Ainda me recordo de ser criança, e ter medo de ser um lobisomem.
Costumava ficar acordado nas noites de lua cheia, receoso de que o monstro dentro de mim saísse se eu adormecesse. Assim que sentia alguma comichão, ou outra sensação fora do normal, entrava em pânico, com medo de que a transformação estivesse a começar.
Os medos eram infundados, claro. Nunca me transformei em nada, nunca saiu nenhum monstro de dentro de mim.
O medo passou eventualmente, mas acho que nunca desapareceu. Toda a vida fui o género de pessoa que evita conflitos a todo o custo, e que tenta nunca colocar-se em posição de perder o controle.
Talvez esteja relacionado, ou talvez sejam apenas dois reflexos distintos de um mesmo traço de personalidade.
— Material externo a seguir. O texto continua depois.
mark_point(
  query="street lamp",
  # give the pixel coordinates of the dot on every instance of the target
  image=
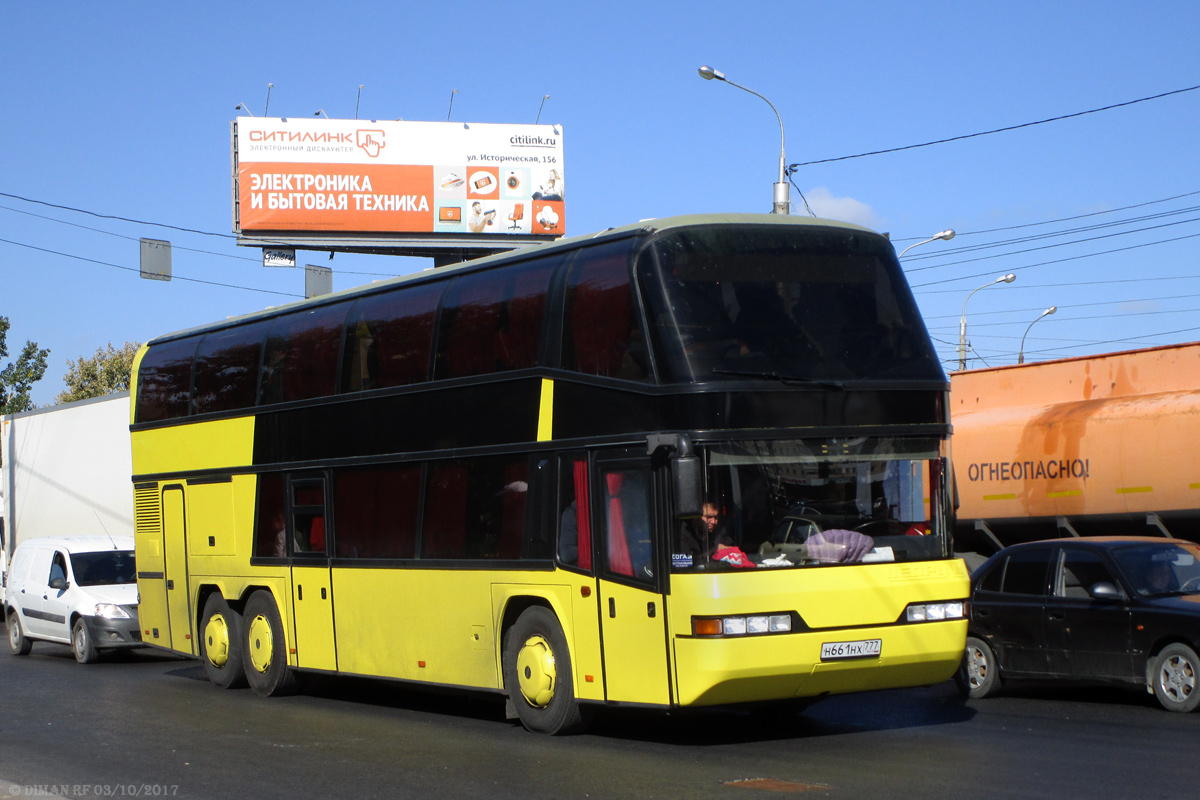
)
(1020, 353)
(781, 198)
(963, 322)
(946, 235)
O certo é que a lua cheia continua a deixar-me nervoso.
Mas não hoje.
Hoje, a luz prateada banha-me e sinto-me livre.
Sinto a cabeça leve.
Não me recordo bem\do que aconteceu. Só de passar em frente ao beco onde estou, e cruzar-me com um homem que nunca tinha visto antes. Depois disso, nada.
Olho para mim mesmo, e pergunto-me de onde terá vindo todo este sangue, até que vejo o corpo estendido no chão, de face quase disforme.
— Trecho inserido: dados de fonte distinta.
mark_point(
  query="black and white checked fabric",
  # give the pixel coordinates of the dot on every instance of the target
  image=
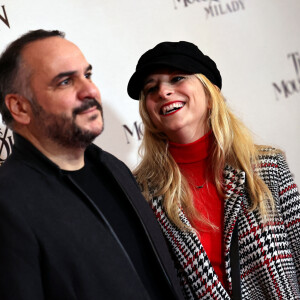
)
(269, 252)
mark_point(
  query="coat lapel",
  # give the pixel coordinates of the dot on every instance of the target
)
(234, 186)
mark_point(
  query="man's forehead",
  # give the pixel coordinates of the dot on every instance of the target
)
(52, 53)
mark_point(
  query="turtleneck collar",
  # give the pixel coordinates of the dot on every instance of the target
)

É o homem com quem me cruzei.
Não sei porque lhe fiz isto. Mas em vez de perder a cabeça, sinto-me mais livre do que nunca. Sinto-me feliz.
Olho para as minhas mãos, em dúvida. Mas não, são as minhas mãos, idênticas ao de sempre. Humanas. Manchadas de sangue, mas normais.
Apetece-me rir, pular!
Em vez disso, agacho-me, e com uma dentada, arranco um pedaço do braço inerte da minha vítima. Mastigo-o, engulo-o, e sabe-me melhor que qualquer outra coisa que tenha comido.
Rendo-me à minha natureza, e repito. Todo o medo que tinha de me libertar desaparece.
E finalmente, aceito-me como realmente sou.